Data terbaru mengungkapkan bahwa kejadian kekerasan seksual di FH UI bukanlah hal yang terisolasi. Terhitung sejak 2025, berbagai laporan telah masuk, dengan mayoritas kasus melibatkan aktor yang memiliki posisi berpengaruh di dalam kampus. Seorang mahasiswa yang enggan disebutkan namanya menyatakan, "Saya merasa terancam dengan lingkungan yang seharusnya aman." Ungkapan ini mencerminkan rasa takut yang melanda banyak korban yang mungkin enggan untuk berbicara lebih lanjut.
Pihak universitas telah membentuk tim khusus untuk menangani kasus-kasus ini dan berusaha untuk memberikan dukungan kepada para korban. Meskipun demikian, banyak kalangan menilai bahwa langkah-langkah yang diambil selama ini belum cukup untuk menciptakan perubahan yang diharapkan. Seorang pengacara yang menangani beberapa kasus tersebut mengatakan, "Dibutuhkan tindakan lebih tegas agar korban merasa aman untuk melapor." Ini menunjukkan adanya keinginan untuk meningkatkan sistem perlindungan serta penegakan hukum di lingkungan akademis.
Sejumlah korban mengungkapkan rasa frustrasi mereka terhadap proses penanganan yang lamban. Salah satu korban lainnya menyatakan, "Kami merasa suaranya tak didengar, serta proses yang rumit membuat kami semakin tertekan." Hal ini menunjukkan kebutuhan mendesak untuk memperbaiki saluran komunikasi antara pihak kampus dengan mahasiswa, agar isu kekerasan seksual tidak lagi terabaikan.
Pemerintah juga tidak tinggal diam. Kementerian Pendidikan dan Kebudayaan telah meminta universitas untuk meningkatkan upaya pencegahan dan penanganan kasus kekerasan seksual di lingkungan pendidikan.
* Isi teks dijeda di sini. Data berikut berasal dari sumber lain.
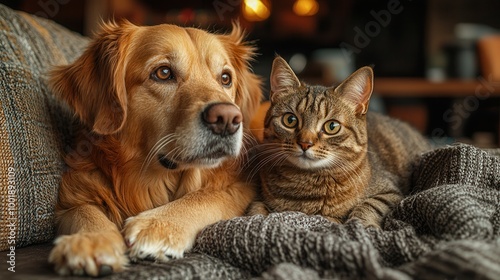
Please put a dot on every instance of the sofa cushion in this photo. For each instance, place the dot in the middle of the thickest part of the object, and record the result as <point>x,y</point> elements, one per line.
<point>34,128</point>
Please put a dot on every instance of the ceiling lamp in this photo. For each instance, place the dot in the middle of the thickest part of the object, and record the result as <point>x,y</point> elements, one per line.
<point>305,7</point>
<point>256,10</point>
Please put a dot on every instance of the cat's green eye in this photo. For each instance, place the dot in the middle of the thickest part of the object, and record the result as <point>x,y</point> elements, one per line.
<point>289,120</point>
<point>331,127</point>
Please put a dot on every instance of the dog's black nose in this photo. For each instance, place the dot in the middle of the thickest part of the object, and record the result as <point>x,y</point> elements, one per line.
<point>222,118</point>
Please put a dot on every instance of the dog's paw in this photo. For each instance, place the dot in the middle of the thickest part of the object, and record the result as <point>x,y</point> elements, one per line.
<point>91,253</point>
<point>154,235</point>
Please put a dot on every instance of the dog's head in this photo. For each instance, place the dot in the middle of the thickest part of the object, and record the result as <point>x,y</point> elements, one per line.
<point>176,96</point>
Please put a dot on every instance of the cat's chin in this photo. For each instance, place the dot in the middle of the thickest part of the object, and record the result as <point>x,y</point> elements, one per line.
<point>307,163</point>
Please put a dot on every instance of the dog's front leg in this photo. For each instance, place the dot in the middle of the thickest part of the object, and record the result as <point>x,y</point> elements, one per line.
<point>89,244</point>
<point>170,230</point>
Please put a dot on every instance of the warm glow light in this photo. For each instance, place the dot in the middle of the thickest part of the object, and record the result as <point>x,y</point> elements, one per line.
<point>256,10</point>
<point>305,7</point>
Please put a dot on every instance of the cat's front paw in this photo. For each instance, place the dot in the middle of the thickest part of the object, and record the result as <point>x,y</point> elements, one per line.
<point>154,234</point>
<point>91,253</point>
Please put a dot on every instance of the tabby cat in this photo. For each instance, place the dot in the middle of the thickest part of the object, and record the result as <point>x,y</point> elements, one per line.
<point>324,153</point>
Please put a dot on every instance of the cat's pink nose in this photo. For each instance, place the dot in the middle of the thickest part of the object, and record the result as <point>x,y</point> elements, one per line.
<point>305,145</point>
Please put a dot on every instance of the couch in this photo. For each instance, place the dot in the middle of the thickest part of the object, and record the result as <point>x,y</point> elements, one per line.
<point>449,227</point>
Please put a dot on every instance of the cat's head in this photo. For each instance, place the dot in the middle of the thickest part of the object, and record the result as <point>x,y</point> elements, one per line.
<point>315,127</point>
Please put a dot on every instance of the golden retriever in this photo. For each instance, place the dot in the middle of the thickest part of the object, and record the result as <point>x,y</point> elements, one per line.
<point>163,111</point>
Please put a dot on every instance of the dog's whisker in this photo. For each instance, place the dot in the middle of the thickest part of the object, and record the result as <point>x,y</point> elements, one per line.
<point>155,149</point>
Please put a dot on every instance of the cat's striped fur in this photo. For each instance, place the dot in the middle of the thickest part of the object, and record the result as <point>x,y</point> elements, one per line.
<point>323,153</point>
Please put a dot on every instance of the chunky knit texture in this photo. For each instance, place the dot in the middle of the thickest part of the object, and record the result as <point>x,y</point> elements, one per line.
<point>33,128</point>
<point>449,227</point>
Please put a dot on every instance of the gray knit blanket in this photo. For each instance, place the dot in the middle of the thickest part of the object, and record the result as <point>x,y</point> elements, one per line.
<point>449,227</point>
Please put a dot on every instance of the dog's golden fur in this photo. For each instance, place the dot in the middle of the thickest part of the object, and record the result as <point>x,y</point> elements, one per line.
<point>116,196</point>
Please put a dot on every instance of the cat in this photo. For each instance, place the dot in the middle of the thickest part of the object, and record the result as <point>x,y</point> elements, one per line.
<point>324,153</point>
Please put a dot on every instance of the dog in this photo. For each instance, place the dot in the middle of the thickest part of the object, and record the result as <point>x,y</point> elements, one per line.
<point>164,111</point>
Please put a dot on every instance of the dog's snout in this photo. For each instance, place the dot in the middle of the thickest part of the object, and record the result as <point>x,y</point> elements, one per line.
<point>222,118</point>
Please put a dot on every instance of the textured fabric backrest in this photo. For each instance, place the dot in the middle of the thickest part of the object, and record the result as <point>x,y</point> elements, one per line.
<point>34,129</point>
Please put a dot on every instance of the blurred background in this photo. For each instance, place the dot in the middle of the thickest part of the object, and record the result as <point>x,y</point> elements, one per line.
<point>437,63</point>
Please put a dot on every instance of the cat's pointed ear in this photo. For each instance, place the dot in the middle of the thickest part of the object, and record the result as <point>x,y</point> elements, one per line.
<point>282,78</point>
<point>358,88</point>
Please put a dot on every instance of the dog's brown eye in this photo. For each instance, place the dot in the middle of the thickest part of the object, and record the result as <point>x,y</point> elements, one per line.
<point>163,73</point>
<point>226,80</point>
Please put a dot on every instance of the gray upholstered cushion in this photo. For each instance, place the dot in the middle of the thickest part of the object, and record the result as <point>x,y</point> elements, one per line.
<point>33,128</point>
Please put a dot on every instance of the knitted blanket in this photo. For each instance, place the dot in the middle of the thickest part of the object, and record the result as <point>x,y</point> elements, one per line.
<point>449,227</point>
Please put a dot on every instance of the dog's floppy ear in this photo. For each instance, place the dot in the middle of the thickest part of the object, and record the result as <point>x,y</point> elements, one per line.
<point>94,85</point>
<point>249,85</point>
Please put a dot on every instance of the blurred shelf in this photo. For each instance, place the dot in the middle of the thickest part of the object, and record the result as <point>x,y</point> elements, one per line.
<point>420,87</point>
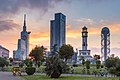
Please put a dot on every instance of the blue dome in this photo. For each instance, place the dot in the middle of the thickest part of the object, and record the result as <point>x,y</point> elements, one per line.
<point>105,30</point>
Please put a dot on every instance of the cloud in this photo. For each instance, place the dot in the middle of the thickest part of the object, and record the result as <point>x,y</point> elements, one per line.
<point>8,25</point>
<point>13,6</point>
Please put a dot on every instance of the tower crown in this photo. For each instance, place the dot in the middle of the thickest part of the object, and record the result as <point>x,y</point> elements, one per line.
<point>84,29</point>
<point>24,27</point>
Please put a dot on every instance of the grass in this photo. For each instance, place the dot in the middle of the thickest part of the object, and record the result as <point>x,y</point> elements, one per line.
<point>43,77</point>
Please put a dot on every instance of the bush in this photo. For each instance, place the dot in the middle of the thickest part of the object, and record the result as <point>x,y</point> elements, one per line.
<point>98,64</point>
<point>55,66</point>
<point>30,70</point>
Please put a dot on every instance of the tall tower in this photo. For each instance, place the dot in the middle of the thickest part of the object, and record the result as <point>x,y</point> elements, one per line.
<point>58,31</point>
<point>85,53</point>
<point>25,36</point>
<point>105,43</point>
<point>84,38</point>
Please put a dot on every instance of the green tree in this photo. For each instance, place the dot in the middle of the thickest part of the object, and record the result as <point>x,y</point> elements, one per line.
<point>38,53</point>
<point>55,66</point>
<point>83,63</point>
<point>66,51</point>
<point>11,60</point>
<point>113,65</point>
<point>88,66</point>
<point>98,64</point>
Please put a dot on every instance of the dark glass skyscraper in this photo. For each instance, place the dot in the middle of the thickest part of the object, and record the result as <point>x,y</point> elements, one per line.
<point>58,31</point>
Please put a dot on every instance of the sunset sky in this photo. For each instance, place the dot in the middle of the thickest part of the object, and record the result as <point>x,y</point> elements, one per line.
<point>95,14</point>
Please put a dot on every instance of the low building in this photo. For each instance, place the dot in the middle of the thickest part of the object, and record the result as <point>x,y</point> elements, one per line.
<point>4,52</point>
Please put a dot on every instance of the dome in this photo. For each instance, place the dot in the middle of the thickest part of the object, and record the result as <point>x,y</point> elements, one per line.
<point>105,30</point>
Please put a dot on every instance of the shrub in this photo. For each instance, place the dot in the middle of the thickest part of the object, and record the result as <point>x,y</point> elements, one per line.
<point>98,64</point>
<point>55,66</point>
<point>30,70</point>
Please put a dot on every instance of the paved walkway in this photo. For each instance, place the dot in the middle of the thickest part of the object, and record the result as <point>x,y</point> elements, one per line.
<point>8,76</point>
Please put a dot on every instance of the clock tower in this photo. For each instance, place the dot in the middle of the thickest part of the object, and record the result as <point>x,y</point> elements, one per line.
<point>25,36</point>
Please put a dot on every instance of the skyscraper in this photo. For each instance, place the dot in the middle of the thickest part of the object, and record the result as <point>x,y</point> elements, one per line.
<point>23,44</point>
<point>25,36</point>
<point>58,31</point>
<point>85,53</point>
<point>105,43</point>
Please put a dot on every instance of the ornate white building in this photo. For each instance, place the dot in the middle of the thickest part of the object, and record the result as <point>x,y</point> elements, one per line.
<point>23,44</point>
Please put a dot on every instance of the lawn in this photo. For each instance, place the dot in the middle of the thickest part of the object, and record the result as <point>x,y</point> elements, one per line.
<point>43,77</point>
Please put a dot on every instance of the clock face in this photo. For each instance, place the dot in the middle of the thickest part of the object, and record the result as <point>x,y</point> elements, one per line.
<point>84,34</point>
<point>24,37</point>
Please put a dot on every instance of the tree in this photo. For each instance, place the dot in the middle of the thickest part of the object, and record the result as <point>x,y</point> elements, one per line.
<point>88,66</point>
<point>66,52</point>
<point>54,49</point>
<point>83,63</point>
<point>113,65</point>
<point>55,66</point>
<point>11,60</point>
<point>38,53</point>
<point>96,57</point>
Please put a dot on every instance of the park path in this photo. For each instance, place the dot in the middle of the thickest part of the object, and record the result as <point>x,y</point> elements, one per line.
<point>8,76</point>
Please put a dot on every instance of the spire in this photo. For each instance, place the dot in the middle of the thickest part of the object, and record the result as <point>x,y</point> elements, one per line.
<point>24,27</point>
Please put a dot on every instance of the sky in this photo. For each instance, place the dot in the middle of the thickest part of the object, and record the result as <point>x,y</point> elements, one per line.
<point>95,14</point>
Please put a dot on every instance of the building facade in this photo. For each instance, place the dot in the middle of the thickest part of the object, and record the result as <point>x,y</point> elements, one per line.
<point>85,53</point>
<point>58,31</point>
<point>105,43</point>
<point>4,52</point>
<point>23,44</point>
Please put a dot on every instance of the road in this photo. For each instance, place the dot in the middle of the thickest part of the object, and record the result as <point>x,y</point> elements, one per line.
<point>8,76</point>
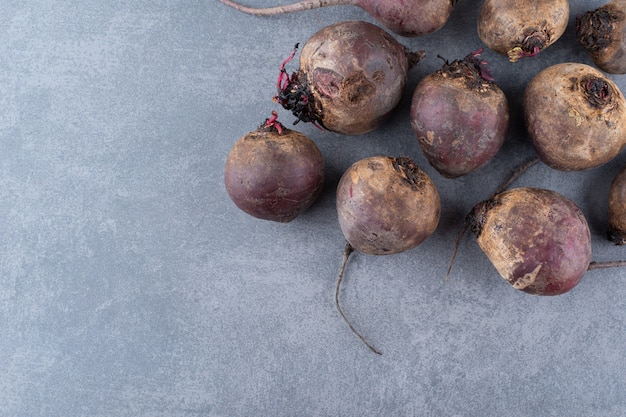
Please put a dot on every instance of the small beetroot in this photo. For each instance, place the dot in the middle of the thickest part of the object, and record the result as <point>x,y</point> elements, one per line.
<point>274,173</point>
<point>460,116</point>
<point>385,206</point>
<point>575,116</point>
<point>602,32</point>
<point>352,75</point>
<point>538,240</point>
<point>522,28</point>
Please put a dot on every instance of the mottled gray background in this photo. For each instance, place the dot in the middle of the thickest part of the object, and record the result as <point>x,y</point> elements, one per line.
<point>130,285</point>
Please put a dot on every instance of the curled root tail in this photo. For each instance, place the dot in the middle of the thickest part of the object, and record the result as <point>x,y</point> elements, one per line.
<point>346,255</point>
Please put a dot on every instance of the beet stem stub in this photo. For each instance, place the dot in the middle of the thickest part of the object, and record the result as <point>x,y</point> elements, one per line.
<point>595,28</point>
<point>294,94</point>
<point>597,91</point>
<point>348,249</point>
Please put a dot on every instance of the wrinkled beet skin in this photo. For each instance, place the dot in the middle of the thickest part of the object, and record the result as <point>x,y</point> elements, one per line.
<point>617,209</point>
<point>459,128</point>
<point>602,32</point>
<point>410,18</point>
<point>506,24</point>
<point>569,129</point>
<point>274,176</point>
<point>382,211</point>
<point>538,240</point>
<point>356,72</point>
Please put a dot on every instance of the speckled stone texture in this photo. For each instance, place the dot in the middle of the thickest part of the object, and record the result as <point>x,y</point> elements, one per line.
<point>130,285</point>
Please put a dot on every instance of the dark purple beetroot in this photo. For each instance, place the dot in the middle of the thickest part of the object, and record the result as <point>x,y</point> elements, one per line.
<point>404,17</point>
<point>537,239</point>
<point>617,209</point>
<point>460,116</point>
<point>352,75</point>
<point>274,173</point>
<point>386,205</point>
<point>602,32</point>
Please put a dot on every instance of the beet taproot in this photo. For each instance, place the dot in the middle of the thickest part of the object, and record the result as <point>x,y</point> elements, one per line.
<point>575,116</point>
<point>351,77</point>
<point>404,17</point>
<point>522,28</point>
<point>274,173</point>
<point>602,32</point>
<point>617,209</point>
<point>460,116</point>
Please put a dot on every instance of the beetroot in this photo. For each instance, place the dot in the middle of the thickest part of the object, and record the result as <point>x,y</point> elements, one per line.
<point>617,209</point>
<point>575,116</point>
<point>274,173</point>
<point>602,32</point>
<point>522,28</point>
<point>386,205</point>
<point>460,116</point>
<point>537,239</point>
<point>352,75</point>
<point>403,17</point>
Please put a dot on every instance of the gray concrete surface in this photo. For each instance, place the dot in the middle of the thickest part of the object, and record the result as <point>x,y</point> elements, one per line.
<point>130,285</point>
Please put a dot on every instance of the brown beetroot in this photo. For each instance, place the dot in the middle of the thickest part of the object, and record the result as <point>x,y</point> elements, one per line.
<point>386,205</point>
<point>274,173</point>
<point>575,116</point>
<point>522,28</point>
<point>460,116</point>
<point>617,209</point>
<point>352,75</point>
<point>602,32</point>
<point>538,240</point>
<point>403,17</point>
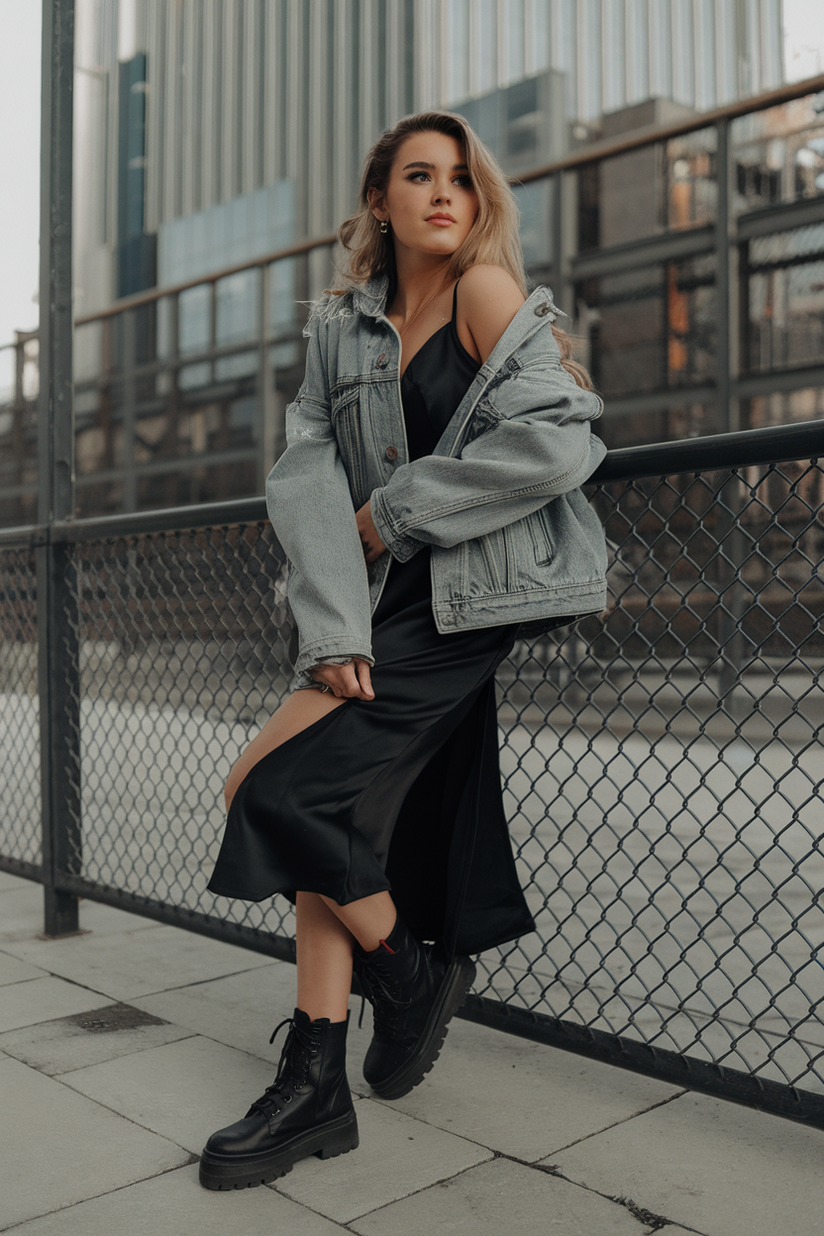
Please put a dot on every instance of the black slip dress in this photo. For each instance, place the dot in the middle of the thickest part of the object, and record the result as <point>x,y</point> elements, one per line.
<point>402,792</point>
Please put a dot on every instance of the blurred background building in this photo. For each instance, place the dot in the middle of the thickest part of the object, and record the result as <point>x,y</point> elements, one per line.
<point>214,135</point>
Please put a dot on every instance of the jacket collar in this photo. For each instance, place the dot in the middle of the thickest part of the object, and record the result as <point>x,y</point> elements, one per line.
<point>538,310</point>
<point>371,297</point>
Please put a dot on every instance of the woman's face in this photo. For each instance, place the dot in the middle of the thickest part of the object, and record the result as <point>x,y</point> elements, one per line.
<point>430,202</point>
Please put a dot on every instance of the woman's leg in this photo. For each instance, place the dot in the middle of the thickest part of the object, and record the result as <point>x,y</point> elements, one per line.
<point>325,931</point>
<point>299,711</point>
<point>324,959</point>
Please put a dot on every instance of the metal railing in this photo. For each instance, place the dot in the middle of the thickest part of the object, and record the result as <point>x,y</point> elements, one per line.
<point>661,764</point>
<point>714,256</point>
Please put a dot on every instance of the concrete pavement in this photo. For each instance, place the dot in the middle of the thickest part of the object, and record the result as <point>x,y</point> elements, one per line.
<point>124,1047</point>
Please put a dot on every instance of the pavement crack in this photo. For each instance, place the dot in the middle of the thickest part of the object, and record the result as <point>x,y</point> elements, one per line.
<point>655,1223</point>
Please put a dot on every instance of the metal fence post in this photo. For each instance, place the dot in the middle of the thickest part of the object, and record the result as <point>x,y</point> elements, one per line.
<point>57,602</point>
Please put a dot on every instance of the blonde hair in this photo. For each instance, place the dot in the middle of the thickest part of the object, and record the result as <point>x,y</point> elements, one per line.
<point>494,236</point>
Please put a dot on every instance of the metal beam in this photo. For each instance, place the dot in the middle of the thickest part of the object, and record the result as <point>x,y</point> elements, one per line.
<point>57,611</point>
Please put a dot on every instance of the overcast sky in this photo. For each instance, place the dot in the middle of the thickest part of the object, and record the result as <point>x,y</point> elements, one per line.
<point>20,140</point>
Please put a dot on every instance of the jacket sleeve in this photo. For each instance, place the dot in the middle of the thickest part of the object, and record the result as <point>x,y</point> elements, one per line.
<point>535,444</point>
<point>310,507</point>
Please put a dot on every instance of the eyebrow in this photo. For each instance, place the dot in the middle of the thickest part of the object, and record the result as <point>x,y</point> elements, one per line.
<point>430,167</point>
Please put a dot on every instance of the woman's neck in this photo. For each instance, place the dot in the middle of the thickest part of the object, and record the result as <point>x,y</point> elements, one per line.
<point>416,281</point>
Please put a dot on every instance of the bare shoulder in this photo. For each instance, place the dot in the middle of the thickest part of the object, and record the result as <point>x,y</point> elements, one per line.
<point>488,299</point>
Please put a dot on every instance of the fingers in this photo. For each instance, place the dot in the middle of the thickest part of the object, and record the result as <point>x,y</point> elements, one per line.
<point>346,681</point>
<point>365,679</point>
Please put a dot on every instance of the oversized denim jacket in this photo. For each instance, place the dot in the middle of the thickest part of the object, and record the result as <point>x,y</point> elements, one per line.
<point>513,539</point>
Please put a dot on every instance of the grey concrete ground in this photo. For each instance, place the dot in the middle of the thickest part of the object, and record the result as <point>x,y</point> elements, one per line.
<point>124,1047</point>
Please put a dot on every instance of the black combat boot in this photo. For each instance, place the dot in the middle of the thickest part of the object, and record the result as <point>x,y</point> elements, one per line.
<point>414,995</point>
<point>306,1110</point>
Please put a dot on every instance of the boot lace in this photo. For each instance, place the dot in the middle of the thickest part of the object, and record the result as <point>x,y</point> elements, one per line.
<point>295,1059</point>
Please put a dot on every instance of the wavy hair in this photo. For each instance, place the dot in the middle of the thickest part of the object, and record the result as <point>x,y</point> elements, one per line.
<point>493,239</point>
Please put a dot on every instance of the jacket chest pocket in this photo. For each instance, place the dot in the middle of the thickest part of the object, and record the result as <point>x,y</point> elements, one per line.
<point>541,535</point>
<point>348,434</point>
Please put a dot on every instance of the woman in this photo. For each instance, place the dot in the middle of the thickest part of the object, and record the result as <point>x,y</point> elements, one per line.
<point>429,503</point>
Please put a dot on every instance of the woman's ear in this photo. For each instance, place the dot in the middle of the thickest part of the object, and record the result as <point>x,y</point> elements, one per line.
<point>376,203</point>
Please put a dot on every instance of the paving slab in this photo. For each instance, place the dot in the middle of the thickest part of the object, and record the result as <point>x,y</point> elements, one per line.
<point>182,1090</point>
<point>240,1010</point>
<point>158,958</point>
<point>21,912</point>
<point>176,1203</point>
<point>75,1042</point>
<point>57,1147</point>
<point>497,1198</point>
<point>14,970</point>
<point>397,1156</point>
<point>709,1166</point>
<point>531,1096</point>
<point>25,1004</point>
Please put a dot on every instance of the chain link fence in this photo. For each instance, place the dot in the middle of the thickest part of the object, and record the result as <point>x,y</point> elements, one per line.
<point>661,764</point>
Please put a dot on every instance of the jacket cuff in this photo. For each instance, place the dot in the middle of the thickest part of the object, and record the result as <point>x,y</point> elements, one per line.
<point>327,649</point>
<point>399,545</point>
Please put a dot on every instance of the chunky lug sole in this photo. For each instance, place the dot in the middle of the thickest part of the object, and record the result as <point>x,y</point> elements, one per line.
<point>246,1171</point>
<point>457,980</point>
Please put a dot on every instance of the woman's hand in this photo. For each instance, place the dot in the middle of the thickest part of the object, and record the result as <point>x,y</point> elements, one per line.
<point>350,681</point>
<point>372,544</point>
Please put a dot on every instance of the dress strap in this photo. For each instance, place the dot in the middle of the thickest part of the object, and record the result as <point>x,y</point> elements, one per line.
<point>455,303</point>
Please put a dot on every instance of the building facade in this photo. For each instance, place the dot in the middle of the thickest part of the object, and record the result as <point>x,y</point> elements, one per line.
<point>213,136</point>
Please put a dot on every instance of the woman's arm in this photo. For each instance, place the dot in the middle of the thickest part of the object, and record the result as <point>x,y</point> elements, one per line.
<point>535,444</point>
<point>310,507</point>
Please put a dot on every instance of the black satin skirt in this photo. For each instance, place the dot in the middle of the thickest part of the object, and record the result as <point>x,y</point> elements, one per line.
<point>400,792</point>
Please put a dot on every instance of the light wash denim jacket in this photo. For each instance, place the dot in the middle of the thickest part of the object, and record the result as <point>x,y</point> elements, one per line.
<point>513,538</point>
Dalam sebuah pernyataan, pejabat kementerian menegaskan, "Kami akan terus memantau perkembangan ini dan mendukung upaya universitas dalam menciptakan lingkungan belajar yang aman." Pernyataan ini mengindikasikan bahwa perhatian terhadap isu ini sangat penting untuk masa depan pendidikan tinggi di Indonesia.
Ke depan, diharapkan FH UI dapat merumuskan kebijakan yang lebih jelas dan efektif dalam menangani kekerasan seksual. Mengingat kasus ini melibatkan sejumlah dosen, upaya pencegahan serta penegakan hukum yang tegas menjadi suatu keharusan. Proses edukasi terhadap mahasiswa dan staf pengajar tentang bahaya dan dampak kekerasan seksual juga perlu menjadi fokus utama.
Secara keseluruhan, situasi ini menyoroti pentingnya kolaborasi antara pihak kampus, pemerintah, dan masyarakat untuk menciptakan lingkungan akademis yang aman. Dengan demikian, diharapkan ke depannya tidak ada lagi korban yang mengalami kekerasan seksual di lingkungan pendidikan.